How AI is struggling
Recently the Nature journal has published a damning response to a study from Google Health written by dozens of scientists regularly appearing in the journal. Google was promoting its successful new trial of an AI detecting breast cancer on medical images. The reason for critics was almost no information published about the code or the testing methodologies, which overall looked like another fancy Big tech promotion rather, than a real-world new discovery.
A growing number of scientists is standing against the lack of transparency in AI research. Science is supposed to rely upon trust, which involves sharing on how research is carried enabling other researchers to build and expand on it by creating the new outcomes.
In reality, a relatively small number of studies gets fully replicated because researchers are more interested in the new experiments producing new outcomes. When it comes to precision sciences, including computer science, researchers are expected to provide the data required to repeat and rerun the same experiments.
AI is on fire for a variety of reasons.
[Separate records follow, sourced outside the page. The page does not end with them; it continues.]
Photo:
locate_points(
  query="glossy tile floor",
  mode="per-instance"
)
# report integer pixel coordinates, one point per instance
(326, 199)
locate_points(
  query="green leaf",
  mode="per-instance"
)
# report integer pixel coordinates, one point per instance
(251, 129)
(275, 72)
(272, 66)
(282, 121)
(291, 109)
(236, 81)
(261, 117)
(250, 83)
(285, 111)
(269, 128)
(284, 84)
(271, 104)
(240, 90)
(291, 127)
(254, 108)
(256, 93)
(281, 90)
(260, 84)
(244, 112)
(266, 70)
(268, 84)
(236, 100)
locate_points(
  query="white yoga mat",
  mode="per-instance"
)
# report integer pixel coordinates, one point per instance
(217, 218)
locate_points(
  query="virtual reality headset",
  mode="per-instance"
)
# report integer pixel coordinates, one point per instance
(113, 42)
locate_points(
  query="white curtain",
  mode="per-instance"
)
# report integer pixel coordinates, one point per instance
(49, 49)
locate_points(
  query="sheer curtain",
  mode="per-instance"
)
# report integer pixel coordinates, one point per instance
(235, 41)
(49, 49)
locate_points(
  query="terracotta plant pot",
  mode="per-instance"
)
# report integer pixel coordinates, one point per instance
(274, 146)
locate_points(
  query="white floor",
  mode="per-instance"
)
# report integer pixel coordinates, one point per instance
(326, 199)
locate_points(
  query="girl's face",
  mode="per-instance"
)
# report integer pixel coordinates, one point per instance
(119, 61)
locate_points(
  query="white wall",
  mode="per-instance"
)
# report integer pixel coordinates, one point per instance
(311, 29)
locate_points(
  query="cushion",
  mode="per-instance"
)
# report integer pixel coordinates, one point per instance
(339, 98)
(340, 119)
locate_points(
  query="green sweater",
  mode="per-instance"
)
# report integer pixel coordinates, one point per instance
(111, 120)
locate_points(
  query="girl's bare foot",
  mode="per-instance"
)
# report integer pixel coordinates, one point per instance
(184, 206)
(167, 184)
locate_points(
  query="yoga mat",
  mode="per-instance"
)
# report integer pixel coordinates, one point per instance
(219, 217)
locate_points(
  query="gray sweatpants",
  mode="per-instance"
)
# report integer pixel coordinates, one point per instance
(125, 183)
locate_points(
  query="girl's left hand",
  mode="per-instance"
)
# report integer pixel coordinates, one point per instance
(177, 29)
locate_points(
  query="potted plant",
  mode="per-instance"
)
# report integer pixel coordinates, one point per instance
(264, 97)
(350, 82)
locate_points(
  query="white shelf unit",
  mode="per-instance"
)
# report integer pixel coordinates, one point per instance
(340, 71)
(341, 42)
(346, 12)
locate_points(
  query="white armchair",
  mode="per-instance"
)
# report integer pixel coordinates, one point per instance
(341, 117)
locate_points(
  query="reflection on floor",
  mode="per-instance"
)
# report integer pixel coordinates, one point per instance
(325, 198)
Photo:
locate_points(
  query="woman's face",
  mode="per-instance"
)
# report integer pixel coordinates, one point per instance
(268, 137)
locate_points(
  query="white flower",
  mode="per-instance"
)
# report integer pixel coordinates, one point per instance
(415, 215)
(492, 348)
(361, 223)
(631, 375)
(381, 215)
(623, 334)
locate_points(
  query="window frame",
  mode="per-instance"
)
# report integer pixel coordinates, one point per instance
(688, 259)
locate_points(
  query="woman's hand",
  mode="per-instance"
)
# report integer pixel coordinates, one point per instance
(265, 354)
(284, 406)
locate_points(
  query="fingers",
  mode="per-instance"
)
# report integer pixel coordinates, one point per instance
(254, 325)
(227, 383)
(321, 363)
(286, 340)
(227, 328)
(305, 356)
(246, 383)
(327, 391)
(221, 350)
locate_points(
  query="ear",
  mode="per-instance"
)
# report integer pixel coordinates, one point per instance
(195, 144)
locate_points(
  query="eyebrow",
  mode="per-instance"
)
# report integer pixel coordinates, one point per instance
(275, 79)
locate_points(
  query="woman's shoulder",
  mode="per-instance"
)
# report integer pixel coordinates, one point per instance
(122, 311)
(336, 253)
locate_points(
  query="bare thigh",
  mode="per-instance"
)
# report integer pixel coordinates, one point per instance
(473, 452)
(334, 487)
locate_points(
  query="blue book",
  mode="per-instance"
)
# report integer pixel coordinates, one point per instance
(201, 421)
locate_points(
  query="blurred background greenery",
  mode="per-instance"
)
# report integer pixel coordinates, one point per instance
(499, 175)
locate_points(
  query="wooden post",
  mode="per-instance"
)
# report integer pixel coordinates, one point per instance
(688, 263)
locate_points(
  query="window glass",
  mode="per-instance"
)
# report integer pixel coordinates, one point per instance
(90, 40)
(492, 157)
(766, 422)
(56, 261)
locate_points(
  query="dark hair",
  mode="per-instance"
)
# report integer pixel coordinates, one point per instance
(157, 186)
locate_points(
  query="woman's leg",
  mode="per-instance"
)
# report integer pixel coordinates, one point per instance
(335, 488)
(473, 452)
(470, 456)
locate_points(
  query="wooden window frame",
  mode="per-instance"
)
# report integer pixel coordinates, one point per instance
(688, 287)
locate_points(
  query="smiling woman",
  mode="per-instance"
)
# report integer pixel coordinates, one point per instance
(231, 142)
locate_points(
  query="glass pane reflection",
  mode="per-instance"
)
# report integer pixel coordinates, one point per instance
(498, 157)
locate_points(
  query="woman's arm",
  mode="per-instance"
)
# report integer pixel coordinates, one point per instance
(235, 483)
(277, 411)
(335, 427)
On one hand, it is a new technology that went massive over the past decade and became an experimental science just few years ago.
The shortage of transparency interferes the new AI models from a proper assessment for bias and consistency. On another hand, AI is moving rapidly to real-world applications, impacting people and their lives. A machine-learning model working well in the lab may fail in life and create risky scenarios for well-being of the people. Therefore, a stronger foundation for AI advancement lays in research replication.